# the Caravan Club site rally at Peterborough



## thesnail (May 1, 2005)

Hi,

Can anyone tell me *anything *about the P'borough rally on 27th/29th Jan? PLEASE

Any entertainment or anything planned, what's the site like, whereis it etc.

Thanks

Mrs Snail


----------



## DABurleigh (May 9, 2005)

4 pages of posts here:
http://www.motorhomefacts.com/ftopic-9897-0-days0-orderasc-.html

Dave


----------



## olley (May 1, 2005)

hi thesnail just to warn you NO children are allowed

-
-
-
-
-
-
-
Over 95 :lol: 
No dogs_____________unless they come with their owners and most important of all definitely no french onion sellers. :wink:

Olley


----------



## Scotjimland (May 23, 2005)

Hi the snail,
Looking forward to meeting you at Ferry Meadows, click on the link for site details

http://www.caravanclub.co.uk/UK+Sit...ok+a+Site/Site+Detail.htm?cs_id=FERRY+MEADOWS

Its a great site in a lovely location..

PS

Children ... ooops .. dogs must be kept on leads at all times :lol:


----------



## DABurleigh (May 9, 2005)

Hasn't there been some mistake? It says "perfect family holiday site". Well that's it, then, I'm off.


----------



## 88927 (May 10, 2005)

Hi thesnail

I don't think I can add anything more to the above posts, thanks guys. Olley you do make me laugh but just to correct you, the upper age limit for kids is 105 not 95 mate :lol: :lol: :lol: 

All people are welcome to attend this very informal get together and I would just like to re-iterate there are no exclusions whatsoever. We would love to see everyone turn up, even you Olley :wink: 

Please remember that this venue is at a CC site and as such it is not a rally, their rally field is not open until (If I remember correctly) March, and you must book with the site directly, so it is purely just an informal get together with no organised activities. We thought it would be a good excuse to get those vans on the road and have a nice time before the crowds.........

If anyone needs any further info please feel free to PM me.....


----------



## thesnail (May 1, 2005)

olley said:


> hi thesnail just to warn you NO children are allowed
> 
> -
> -
> ...


Thanks Ollie, 
but don't we have to have our parents/grndparents with us if we log in as 'CHILDREN', by the way ---- the shirts are from Spain, and the onions from Tesco's, so is it okay for us to come?
Mrs Snail


----------



## 96097 (Aug 22, 2005)

Hi Folks

As for entertainment - nothing scheduled, just a laid back get together. Hopefully we can be parked within close proximity to each other.....
We will not be arriving until about 6pm on the Friday, but are easy to spot. 30ft American RV that looks like kands avatar!
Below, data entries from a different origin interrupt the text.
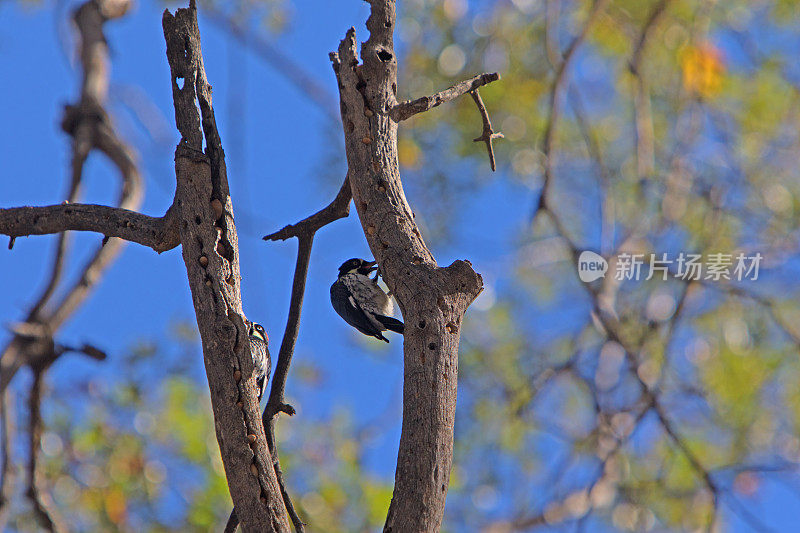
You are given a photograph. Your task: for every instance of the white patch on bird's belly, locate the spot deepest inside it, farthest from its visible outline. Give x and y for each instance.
(369, 294)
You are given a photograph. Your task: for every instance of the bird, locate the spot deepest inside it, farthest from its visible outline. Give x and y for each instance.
(361, 302)
(259, 349)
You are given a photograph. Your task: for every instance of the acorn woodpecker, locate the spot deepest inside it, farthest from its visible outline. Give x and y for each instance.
(361, 302)
(259, 350)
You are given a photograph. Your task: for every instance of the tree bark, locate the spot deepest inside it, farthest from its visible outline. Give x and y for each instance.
(433, 299)
(211, 254)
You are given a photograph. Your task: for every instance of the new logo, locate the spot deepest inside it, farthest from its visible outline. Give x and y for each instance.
(591, 266)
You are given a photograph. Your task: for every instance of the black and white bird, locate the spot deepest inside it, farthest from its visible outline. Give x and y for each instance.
(259, 350)
(362, 302)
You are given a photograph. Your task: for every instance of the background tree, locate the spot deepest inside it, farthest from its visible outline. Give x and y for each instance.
(664, 127)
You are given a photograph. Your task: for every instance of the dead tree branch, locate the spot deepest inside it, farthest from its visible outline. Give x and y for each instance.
(90, 127)
(433, 299)
(304, 231)
(6, 467)
(43, 506)
(409, 108)
(488, 134)
(210, 251)
(160, 234)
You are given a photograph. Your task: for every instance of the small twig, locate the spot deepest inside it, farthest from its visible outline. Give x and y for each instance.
(43, 507)
(488, 134)
(409, 108)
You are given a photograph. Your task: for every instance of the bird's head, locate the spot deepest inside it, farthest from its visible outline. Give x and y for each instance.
(257, 330)
(361, 266)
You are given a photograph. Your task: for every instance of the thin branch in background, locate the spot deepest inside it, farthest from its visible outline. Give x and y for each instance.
(43, 507)
(89, 126)
(608, 209)
(488, 134)
(554, 105)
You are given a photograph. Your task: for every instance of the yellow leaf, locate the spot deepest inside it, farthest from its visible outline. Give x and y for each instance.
(703, 69)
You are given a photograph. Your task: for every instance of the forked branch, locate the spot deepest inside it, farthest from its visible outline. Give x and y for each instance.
(409, 108)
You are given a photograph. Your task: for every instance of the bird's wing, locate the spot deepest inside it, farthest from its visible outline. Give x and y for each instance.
(347, 308)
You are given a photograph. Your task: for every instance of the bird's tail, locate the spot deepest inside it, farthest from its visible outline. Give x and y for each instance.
(392, 324)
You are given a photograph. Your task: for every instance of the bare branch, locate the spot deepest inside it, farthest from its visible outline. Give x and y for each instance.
(555, 101)
(304, 231)
(160, 234)
(43, 506)
(488, 134)
(433, 299)
(209, 244)
(6, 468)
(409, 108)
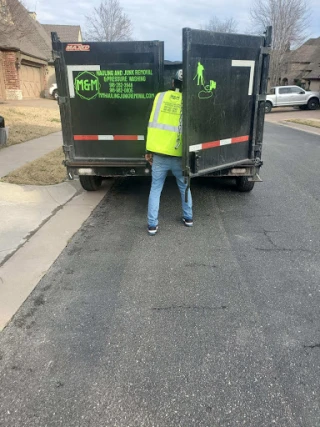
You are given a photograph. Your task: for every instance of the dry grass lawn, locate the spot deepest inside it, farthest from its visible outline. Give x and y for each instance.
(314, 123)
(27, 123)
(46, 170)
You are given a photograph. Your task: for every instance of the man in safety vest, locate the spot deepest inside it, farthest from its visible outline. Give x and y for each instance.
(164, 147)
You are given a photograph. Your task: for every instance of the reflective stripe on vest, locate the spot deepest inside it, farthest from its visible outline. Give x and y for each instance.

I have done a quiz, so please pick one up Fri eve. Return it back by 6pm Sat for checking and the winner will get a bottle of plonk to guzzle sat night. If there is more than one winner you will have to do a three legged race to the entrance of the toilets - first one gets it.

Sharon


----------



## vicdicdoc (May 14, 2005)

Hi Mr & Mrs Snail,
Sylvia & I will pretend to be your children, - or should it be you acting like our kids & us as the 'grown ups' . . . [we'll have to swap birthdates to see who will be children / grown ups for the weekend :lol: by the way - if the onions are fried away from me


----------



## 96097 (Aug 22, 2005)

Bump 8)


----------